- The paper introduces STAGE, a toolkit that generates controlled synthetic images to systematically audit 3D human pose estimators.
- It leverages ControlNet and SMPL models to produce high-fidelity, diverse 3D pose images for precise evaluation.
- Experimental results reveal that variations in clothing, gender/age, and environmental conditions notably degrade pose estimation accuracy.
The paper "Are Pose Estimators Ready for the Open World? STAGE: Synthetic Data Generation Toolkit for Auditing 3D Human Pose Estimators" investigates the robustness of state-of-the-art (SOTA) 3D human pose estimation (HPE) models across a variety of open-world conditions. While substantial progress has been made in 3D HPE as demonstrated by existing benchmarks, the real-world applicability of these models remains under-explored. This work aims to bridge this gap by introducing STAGE, a synthetic data generation toolkit designed to evaluate HPE models under diverse, user-specified conditions.
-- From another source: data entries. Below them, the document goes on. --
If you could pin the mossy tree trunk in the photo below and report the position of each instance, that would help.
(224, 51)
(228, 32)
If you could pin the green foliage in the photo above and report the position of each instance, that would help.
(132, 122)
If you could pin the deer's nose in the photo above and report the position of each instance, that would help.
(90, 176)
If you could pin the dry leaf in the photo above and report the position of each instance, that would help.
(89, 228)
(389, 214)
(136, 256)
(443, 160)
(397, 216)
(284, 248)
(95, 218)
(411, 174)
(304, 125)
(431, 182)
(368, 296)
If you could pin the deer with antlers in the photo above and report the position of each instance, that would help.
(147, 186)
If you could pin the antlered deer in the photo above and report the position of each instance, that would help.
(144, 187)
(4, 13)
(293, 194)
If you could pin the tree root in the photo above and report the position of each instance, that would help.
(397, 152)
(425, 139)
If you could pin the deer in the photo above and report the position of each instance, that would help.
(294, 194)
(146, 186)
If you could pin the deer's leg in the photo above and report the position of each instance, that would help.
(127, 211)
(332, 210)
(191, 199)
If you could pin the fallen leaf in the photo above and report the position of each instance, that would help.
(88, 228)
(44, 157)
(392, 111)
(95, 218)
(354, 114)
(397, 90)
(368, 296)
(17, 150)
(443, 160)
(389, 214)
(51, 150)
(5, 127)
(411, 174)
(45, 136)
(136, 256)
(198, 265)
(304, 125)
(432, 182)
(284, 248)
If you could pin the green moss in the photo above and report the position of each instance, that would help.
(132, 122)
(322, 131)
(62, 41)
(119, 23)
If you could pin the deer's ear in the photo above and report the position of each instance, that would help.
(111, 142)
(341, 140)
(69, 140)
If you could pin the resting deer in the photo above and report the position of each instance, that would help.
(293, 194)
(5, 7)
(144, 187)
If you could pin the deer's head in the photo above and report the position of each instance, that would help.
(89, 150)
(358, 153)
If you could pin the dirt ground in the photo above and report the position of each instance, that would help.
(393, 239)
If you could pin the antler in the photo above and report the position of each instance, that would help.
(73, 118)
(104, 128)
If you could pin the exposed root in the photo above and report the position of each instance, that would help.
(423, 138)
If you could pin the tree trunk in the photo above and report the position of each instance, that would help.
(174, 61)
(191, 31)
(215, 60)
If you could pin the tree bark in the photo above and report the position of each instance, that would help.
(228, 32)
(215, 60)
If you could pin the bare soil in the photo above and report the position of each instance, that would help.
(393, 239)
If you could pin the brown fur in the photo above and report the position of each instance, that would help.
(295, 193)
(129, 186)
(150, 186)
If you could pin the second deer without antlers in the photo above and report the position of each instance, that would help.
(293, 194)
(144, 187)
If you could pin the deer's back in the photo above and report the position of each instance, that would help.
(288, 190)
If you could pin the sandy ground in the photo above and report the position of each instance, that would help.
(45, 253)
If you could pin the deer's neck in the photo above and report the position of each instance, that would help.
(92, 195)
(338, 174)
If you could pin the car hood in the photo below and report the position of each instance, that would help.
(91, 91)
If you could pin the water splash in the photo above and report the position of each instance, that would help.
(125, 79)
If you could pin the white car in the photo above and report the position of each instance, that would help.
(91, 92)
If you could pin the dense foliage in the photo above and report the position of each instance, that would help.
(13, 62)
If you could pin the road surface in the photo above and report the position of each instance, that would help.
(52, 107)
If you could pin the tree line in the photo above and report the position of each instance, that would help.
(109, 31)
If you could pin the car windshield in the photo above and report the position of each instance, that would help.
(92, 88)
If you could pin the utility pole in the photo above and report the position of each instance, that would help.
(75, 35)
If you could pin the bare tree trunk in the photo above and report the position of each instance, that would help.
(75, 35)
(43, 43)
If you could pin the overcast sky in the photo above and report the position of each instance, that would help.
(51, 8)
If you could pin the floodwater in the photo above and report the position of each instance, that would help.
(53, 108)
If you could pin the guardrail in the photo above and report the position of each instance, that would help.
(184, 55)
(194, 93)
Introduction and Motivation
3D HPE is pivotal for numerous applications, including autonomous vehicles, robotics, and interactive systems that operate in human-centric environments. The criticality of these applications mandates not only average high accuracy but also robustness to various factors that could influence performance. Current benchmarks, such as Human3.6M and 3DPW, do not fully capture the breadth of real-world conditions. Consequently, there is a need for a systematic and controlled approach to stress-test HPE models against attributes like clothing, gender, age, weather, and location variations.
Methodology: STAGE
STAGE leverages recent advancements in text-to-image generative models to develop a customized benchmark generator. By employing a combination of ControlNet and SMPL models, STAGE ensures that the generated images are both realistic and accurately aligned with specified 3D poses. The primary goal is to create image pairs that differ only by a single attribute, allowing controlled experiments to measure the sensitivity of pose estimators to various attributes.
Pose-Conditioned Image Generation
STAGE builds upon ControlNet, specifically extending it to include controls for 3D rendering of SMPL meshes, detailed depth maps, and semantic encodings. This enables the generation of images that are coherent in their 3D human poses while maintaining a high degree of visual fidelity and diversity. By utilizing a combination of 3D and 2D datasets for training, STAGE achieves superior alignment and quality in the synthesized images.
Benchmark Generation
STAGE provides flexibility by allowing users to define custom prompts that specify attributes such as gender, age, clothing, and scene context. The toolkit uses these prompts to generate synthetic images that can be evaluated by HPE models. The generated benchmarks facilitate an analysis of models’ sensitivity to specific attributes by comparing performance on base images against those with modified attributes.
Evaluation Protocol
To quantify the robustness and sensitivity of HPE models, the paper introduces the concept of Percentage of Degraded Poses (PDP). This metric measures the proportion of poses that exhibit significant errors when subjected to attribute changes. The risk associated with each attribute is then evaluated to understand the extent to which different attributes affect model performance.
Experimental Results
The evaluation covers popular pose estimators like SPIN, PARE, MeTRAbs, PyMAF-X, and SMPLer-X, among others. Key findings indicate:
- Clothing and Texture: Changes in clothing items, especially those covering large portions of the body, and textures significantly impact HPE performance. Models trained on diverse datasets with larger architectures exhibit lower sensitivity to these factors.
- Protected Attributes: Gender and age changes are shown to affect model outputs, highlighting areas for improvement in making models more fair and less biased.
- Location and Weather: Contrary to conventional belief, indoor environments with variable context like restaurants and bars appear more challenging than typical lab settings. Adverse weather conditions such as snow also degrade pose estimation accuracy.
Implications and Future Work
The findings from STAGE have significant theoretical and practical implications. They underscore the necessity of extending HPE models’ training regimes to include a wider range of conditions to enhance robustness in real-world scenarios. Moreover, policymakers and developers of safety-critical systems must consider these sensitivities to ensure reliable deployment.
Future work could explore enhancing the realism and diversity of generated images further, incorporating multiple human subjects, and controlling for more complex environmental elements. As generative models continue to improve, STAGE itself can evolve, providing ever more rigorous standards for benchmarking HPE systems.
Conclusion
STAGE offers a powerful tool for auditing 3D HPE models, providing the means to systematically and empirically evaluate their robustness across a spectrum of open-world attributes. This work lays the groundwork for more informed deployment of pose estimation systems in practical applications, emphasizing the need for thorough real-world validation to ensure safety and fairness. The release of the STAGE toolkit will empower researchers and practitioners to conduct fine-grained evaluations, driving the development of more resilient HPE solutions.